Step 3: Matrix Publishing and Operations
A single account has a limited ceiling, and matrixing is a natural choice for expanding revenue.
- Account Location: Prepare multiple 得物 accounts, each of which can set a nuanced positioning. For example, one focuses on retro sneakers and the other on functional outdoor footwear, creating differentiation and avoiding internal competition.
- Batch Release: Take AI-processed material and copy and publish it through different accounts at different times. Timed publishing tools can be used to increase efficiency.
- Mounting Links: When posting notes, be sure to include links to official merchandise related to the content in the "Add Merchandise" section. This is the main source of revenue. When a user buys a product through the link in your note, the platform will return a certain percentage of the commission.
Strategy and Risk Analysis
Model Advantage
- low threshold: Low requirement for originality, centered on information gathering and tool use skills.
- high efficiency: AI tools compress content production time from hours to minutes, opening up the possibility of operating at scale.
- replicability: The entire process is standardized and easily replicated and scaled up.
potential risk
- copyright issueAlthough the material has been processed twice, "content handling" without the authorization of the original author is always in a grey area.
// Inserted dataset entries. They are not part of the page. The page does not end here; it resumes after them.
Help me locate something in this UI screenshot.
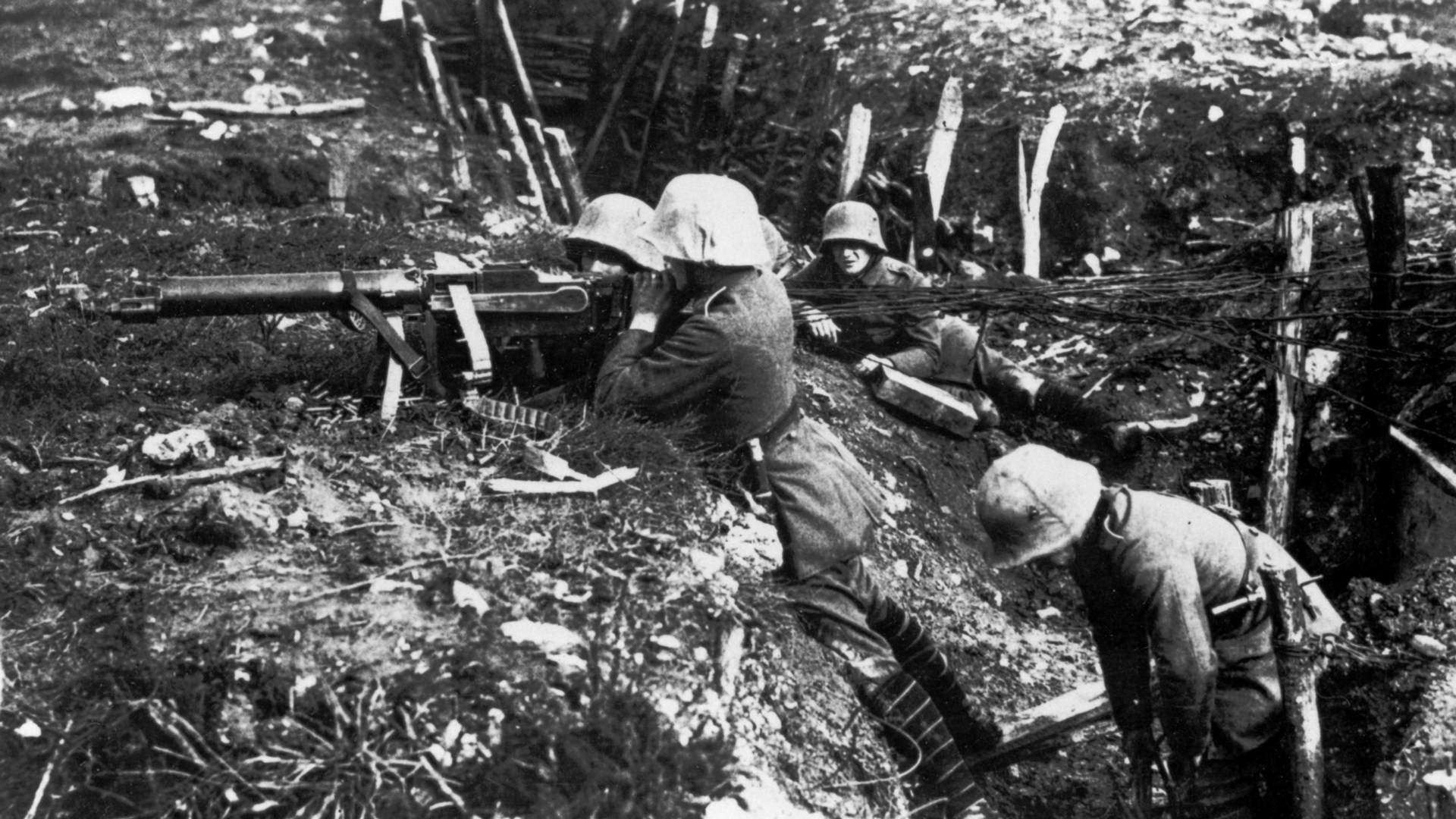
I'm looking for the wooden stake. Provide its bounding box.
[581,36,648,174]
[546,128,587,224]
[405,2,475,199]
[834,103,874,201]
[526,117,575,224]
[924,77,965,221]
[1016,105,1067,278]
[718,33,748,131]
[1366,165,1405,416]
[1391,425,1456,495]
[910,172,937,272]
[475,96,519,206]
[1264,206,1315,544]
[495,0,546,122]
[1260,566,1325,819]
Once the original author pursues the matter or the platform strengthens its supervision, the account may face the risk of being taken down or even banned.
- homogenization of content: As more and more people adopt this model, the content will become the same, and users will become aesthetically fatigued, resulting in higher and higher traffic acquisition costs.
- Platform Algorithm Iteration: At its core, the social platform encourages originality and authentic sharing. Platform algorithms are constantly upgraded to identify and combat low-quality, homogenized and carried content. Accounts that rely too much on this model may have a short life cycle.
Concluding reflections
The "AI grass" model is a product of the combination of technical tools and platform dividends. It shows the huge potential of AI in lowering the threshold of content creation, but also exposes its limitations in creativity and uniqueness.
For operators who want to get into the game, they can not just be satisfied with being an efficient "mover". AI should be regarded as an auxiliary tool to improve efficiency, not the whole of creation. The real moat is to master the AI tools on the basis of injecting their own unique aesthetics, views and creativity, to establish a differentiated personal IP. e.g., on the basis of AI-generated, add the real wearing video, detailed material reviews, in order to stand out in the flood of homogenized content, to achieve long-term, sustainable income.